This morning there was a message on my phone. Despite my
having turned the wi-fi off before I went to bed last night, it had decided to
scan the wi-fi at half past midnight and told me that it was safe to use. I
wish it wouldn’t keep doing what it pleases.
I had my usual look at Facebook over brekkie. A friend who
organizes Ghost Walks had been approached by the BBC asking if he knew of any
haunted toilets. In one of the hospitals where I work there is a haunted
toilet. Seriously!! For years there would be all sorts of toilet noises coming
from the next cubicle even though no one was ever in it. After a few years I
came out of that loo and turned left and left again (rather than my usual
right) and found there was a ladies that I didn’t know about which was on
the other side of the wall.
I’m rather disappointed that the loo wasn’t haunted…
I had some emails. The nice people at Credit Karma told me
my credit rating was excellent, and my next update would be sixteen days ago(!)
I also had a string of “Found It” logs from someone who had walked round
my geocaches in Kings Wood and had found some of them. They’d also logged “Didn’t
Find It” on six of them, so that was my morning sorted.
I picked up six replacement geocaches, loaded them and the
dogs into the car and we set off to Kings Wood. As we drove I listened to the
radio. It would seem that the general public’s satisfaction with the NHS is at its lowest ever. Public
opinion is a fickle thing, isn’t it? A few short years ago the masses were on
the doorsteps clapping like demented sealions about how brilliant the NHS was;
now they think it’s a load of crap. The trouble is that the masses want more
and more whilst spending less and less. Someone or other being interviewed on
the radio hit the nail on the head. This woman pointed out that the NHS is a
victim of its own success. Now that people aren’t dying of preventable diseases
in their youth, and now they’ve seen the folly of smoking things which will
kill them, people are living longer and longer. Money spent on curing patients
with one set of ailments is effectively giving a whole load of patients with
another.
Perhaps I have a vested interest, but for those who would
find fault with the NHS I’d suggest going private and seeing how much that
costs you.
We got to the woods and took a little walk around those
geocaches which had been reported as being missing. Three were missing; three
were exactly where they were supposed to be. Finding myself with a spare
geocache in my pocket I found somewhere at the very far end of the woods where
I could hide a new one, and hid it. To find it you need to solve a very simple puzzle.
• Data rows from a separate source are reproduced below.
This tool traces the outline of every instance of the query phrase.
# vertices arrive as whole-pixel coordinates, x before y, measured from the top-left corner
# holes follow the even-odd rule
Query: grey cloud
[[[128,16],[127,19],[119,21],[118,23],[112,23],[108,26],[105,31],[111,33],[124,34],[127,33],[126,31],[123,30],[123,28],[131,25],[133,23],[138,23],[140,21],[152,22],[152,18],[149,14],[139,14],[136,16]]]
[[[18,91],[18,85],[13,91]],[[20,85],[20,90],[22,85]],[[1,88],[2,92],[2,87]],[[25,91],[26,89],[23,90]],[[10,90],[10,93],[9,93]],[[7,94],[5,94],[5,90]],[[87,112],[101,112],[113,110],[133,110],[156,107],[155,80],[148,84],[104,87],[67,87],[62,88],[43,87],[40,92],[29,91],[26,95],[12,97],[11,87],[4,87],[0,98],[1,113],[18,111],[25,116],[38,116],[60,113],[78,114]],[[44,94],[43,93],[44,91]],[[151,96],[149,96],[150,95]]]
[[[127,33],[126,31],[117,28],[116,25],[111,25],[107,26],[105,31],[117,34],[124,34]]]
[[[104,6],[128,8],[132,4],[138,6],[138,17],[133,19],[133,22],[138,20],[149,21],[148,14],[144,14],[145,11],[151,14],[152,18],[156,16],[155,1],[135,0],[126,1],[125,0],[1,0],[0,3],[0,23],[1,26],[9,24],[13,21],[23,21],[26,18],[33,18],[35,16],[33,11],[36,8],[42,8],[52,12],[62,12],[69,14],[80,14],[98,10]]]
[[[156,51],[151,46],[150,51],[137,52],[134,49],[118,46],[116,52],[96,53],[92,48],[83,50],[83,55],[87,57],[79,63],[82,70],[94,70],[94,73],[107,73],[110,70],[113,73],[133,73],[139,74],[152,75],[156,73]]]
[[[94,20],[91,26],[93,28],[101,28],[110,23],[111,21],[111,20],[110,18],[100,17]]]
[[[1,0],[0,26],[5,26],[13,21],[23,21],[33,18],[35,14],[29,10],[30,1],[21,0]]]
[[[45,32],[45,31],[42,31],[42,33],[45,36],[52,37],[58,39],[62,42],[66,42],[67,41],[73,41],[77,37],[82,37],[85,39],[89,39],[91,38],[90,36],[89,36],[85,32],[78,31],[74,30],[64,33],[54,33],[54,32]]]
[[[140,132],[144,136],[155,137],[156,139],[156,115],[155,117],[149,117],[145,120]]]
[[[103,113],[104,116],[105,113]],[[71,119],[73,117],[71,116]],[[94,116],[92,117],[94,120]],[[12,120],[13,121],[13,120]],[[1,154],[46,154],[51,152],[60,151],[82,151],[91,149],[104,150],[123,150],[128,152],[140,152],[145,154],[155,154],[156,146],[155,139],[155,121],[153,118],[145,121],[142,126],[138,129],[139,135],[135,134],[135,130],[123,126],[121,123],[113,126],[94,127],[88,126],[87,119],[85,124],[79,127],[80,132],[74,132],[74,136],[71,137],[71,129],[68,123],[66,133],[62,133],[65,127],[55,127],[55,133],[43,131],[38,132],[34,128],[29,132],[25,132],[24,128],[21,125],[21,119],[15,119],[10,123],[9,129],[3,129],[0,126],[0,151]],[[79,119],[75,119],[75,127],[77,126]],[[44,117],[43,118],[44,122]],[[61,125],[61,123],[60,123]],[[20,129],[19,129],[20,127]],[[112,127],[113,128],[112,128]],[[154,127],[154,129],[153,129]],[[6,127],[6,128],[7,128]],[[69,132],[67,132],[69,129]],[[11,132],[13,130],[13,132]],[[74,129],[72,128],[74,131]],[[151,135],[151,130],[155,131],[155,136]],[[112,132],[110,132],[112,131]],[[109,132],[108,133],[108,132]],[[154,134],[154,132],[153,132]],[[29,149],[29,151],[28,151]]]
We came home for belly washing, and I then painted the
garden pond cupboard and the bench which goes by the pond. I used green as a
bit of a contrast to the fence colour, but the green paint is a bit watery.
Maybe after three of four coats it might look half-way decent.
I then made a start at disassembling the old garden table.
It has to be said I never liked the thing, and I’m glad it’s gone. It was
rather mildewed and mouldy. The new garden table arrives at the weekend
apparently. The old one is in large bits at the moment. I got it so’s I could
stack the components against the shed for disassembly, popped to the loo, and
the rain started.
I’ll take it apart another day.
I then drove out to Henwood – the geocaching banner I’d
ordered was ready. It looks rather good.
As the rain fell so I cracked on with ironing whilst
watching episodes of “Four In A Bed” in which a pub with rooms, a
glamping site, a castle and an American Diner competed. The people who ran the
castle had been doing so for forty years and felt they would win because of
their experience; everyone else had been in the game for only a few months. The
people running the castle came last.
“er indoors TM” boiled up a rather
good bit of dinner which we washed down with a bottle of plonk whilst watching
more “The Traitors: Australia” in which various idiots have to root out
a secret cabal using nothing more than guesswork. It is strangely engrossing.